Image Credit to Comingsoon
The following review contains spoilers.
By now, you’ve probably heard enough to decide if Rogue One is the right film for you. Rather than provide a comprehensive review, then, I thought I’d focus on one aspect: the climactic, long, and epic action sequence. While falling short of the original trilogy’s technical brilliance, Rogue One’s use of action to expresses its thoughtful vision of heroism saves the film from a mediocre set-up, makes it unique among modern blockbusters, and allows it to convey a heartbreaking experience.
The final action sequence involves watching Rebel Alliance soldiers, who just learned about the Death Star’s existence, travel to the planet of Scarif, engage in a battle with an Empire fleet, and attempt to retrieve plans that reveal a structural flaw in the Death Star all without the Rebel Alliance’s full support (its leaders decided to surrender due to the Death Star’s power). Three things are striking about this sequence. First, it eschews traditional outcomes for big, blockbuster battles: these Rebels/Rogues are not trying to save the world or universe, rid it of an evil force, or even survive in this specific moment instead they’re merely trying to retrieve and pass on information, to gain knowledge, as a means of preserving the possibility of future success. Second, few of them are traditional heroes in the sense that they’re consistently good; rather, most (like the mission’s leader and protagonist, Jyn Erso (Felicity Jones)) are people who’ve done dark deeds or ignored others’ plight in favor of advancing their self-interests. Lastly, from the sequence’s outset and certainly as it unfolds, the Rebels’ actions focus less on slaughtering the enemy till they win like in other action films (a near impossibility here considering they’re outnumbered) and instead center on buying enough time so they can transmit what they’ve learned about the Death Star. In other words, the film forsakes all the typical, triumphant, chest-beating aspects of other Hollywood Blockbusters to build a final battle sequence around idiosyncratic, smaller, and possibly even worthless acts that the morally ambiguous people on the morally right side take to preserve a chance of winning.
But it’s the idiosyncrasies of Rogue One’s final battle that make it powerful, particularly how those idiosyncrasies express the work’s conception of heroism. By not focusing on epic victory, but a small, life-threatening battle that may prove to be meaningless, Rogue One disentangles heroism from triumph, a link most blockbusters uphold without even thinking about. Rather, the film suggests that true heroism isn’t about vanquishing evil enemies, but trying to do the right thing when it’s easy to do otherwise. When we cheer in Rogue One, we do so not because we believe the Rebels will save the galaxy today, but because these morally dubious men and women have shown up to fight when they could’ve easily ran. We’re not inspired by them because they dominate their foes or always do right, but because they fight when it matters most, not because they’re superheroes, but because they’re heroes now. It’s a subtle difference, but one that makes Rogue One stand out amongst modern blockbusters (particularly DC and Marvel films), helps it deal with its biggest (and for the first half, fatal) weakness of relying on underdeveloped characters by establishing a commonality that makes us care for them, and allows it to turn suspenseful and heartening in its final moments as these characters come closer to the end.

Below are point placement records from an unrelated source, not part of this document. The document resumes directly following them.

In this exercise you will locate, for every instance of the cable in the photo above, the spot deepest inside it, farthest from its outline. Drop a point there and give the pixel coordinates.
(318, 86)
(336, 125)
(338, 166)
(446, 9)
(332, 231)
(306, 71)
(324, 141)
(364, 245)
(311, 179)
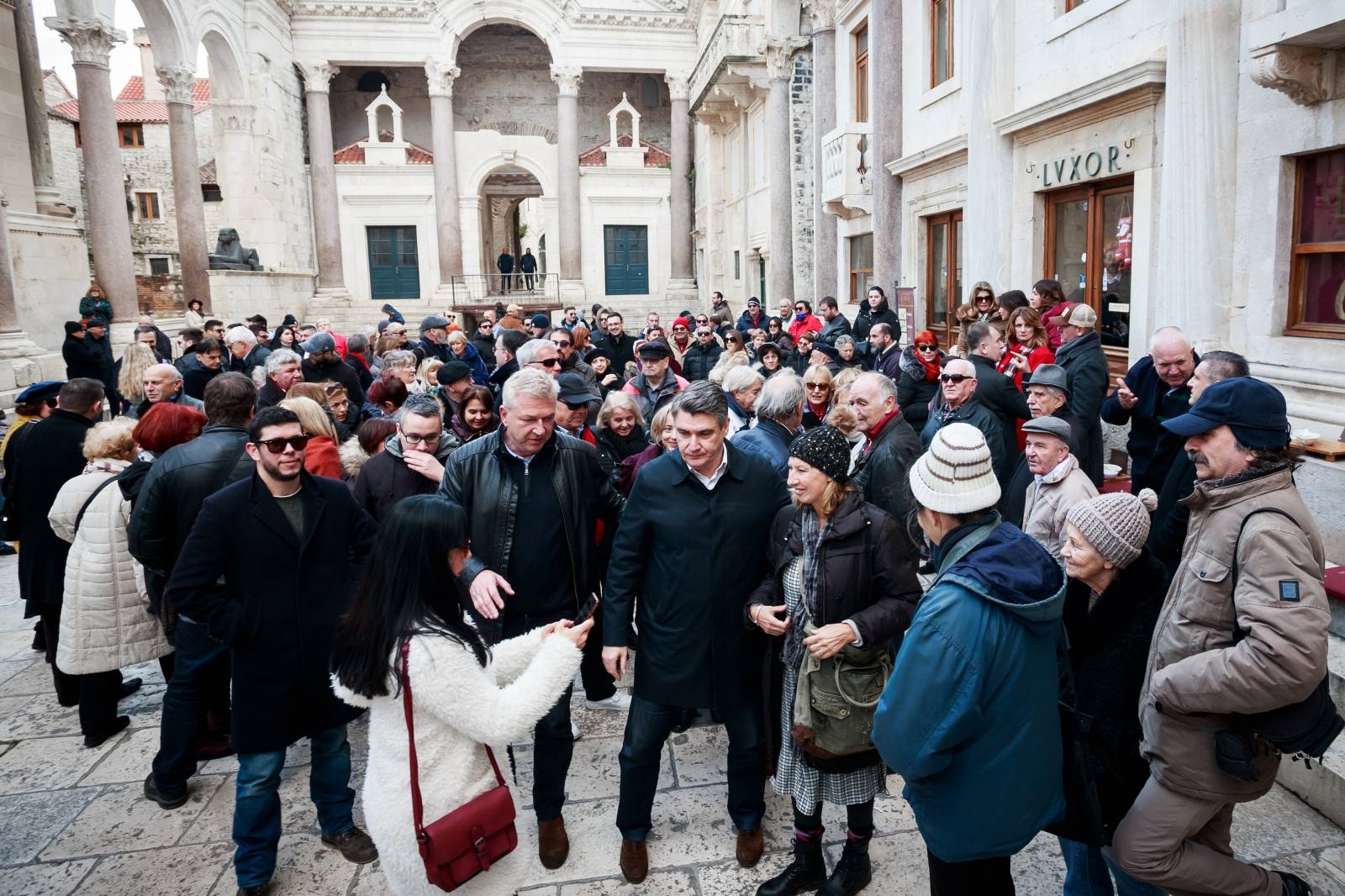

Rogue One is far from perfect. Aside from its undeveloped characters, the film’s direction needs to offer more moments for viewers to breathe by lingering on the beauty of the landscapes it creates instead of rushing through them for plot purposes. And even the action, which I just spent time praising, could stand to be a little less unwieldy (as in, make the sequence tighter by limiting how many locations it takes place in). Nevertheless, when the film uses action to express an idea, to get to the heart of heroism, Rogue One is special. I pray other Hollywood blockbusters take lessons from it.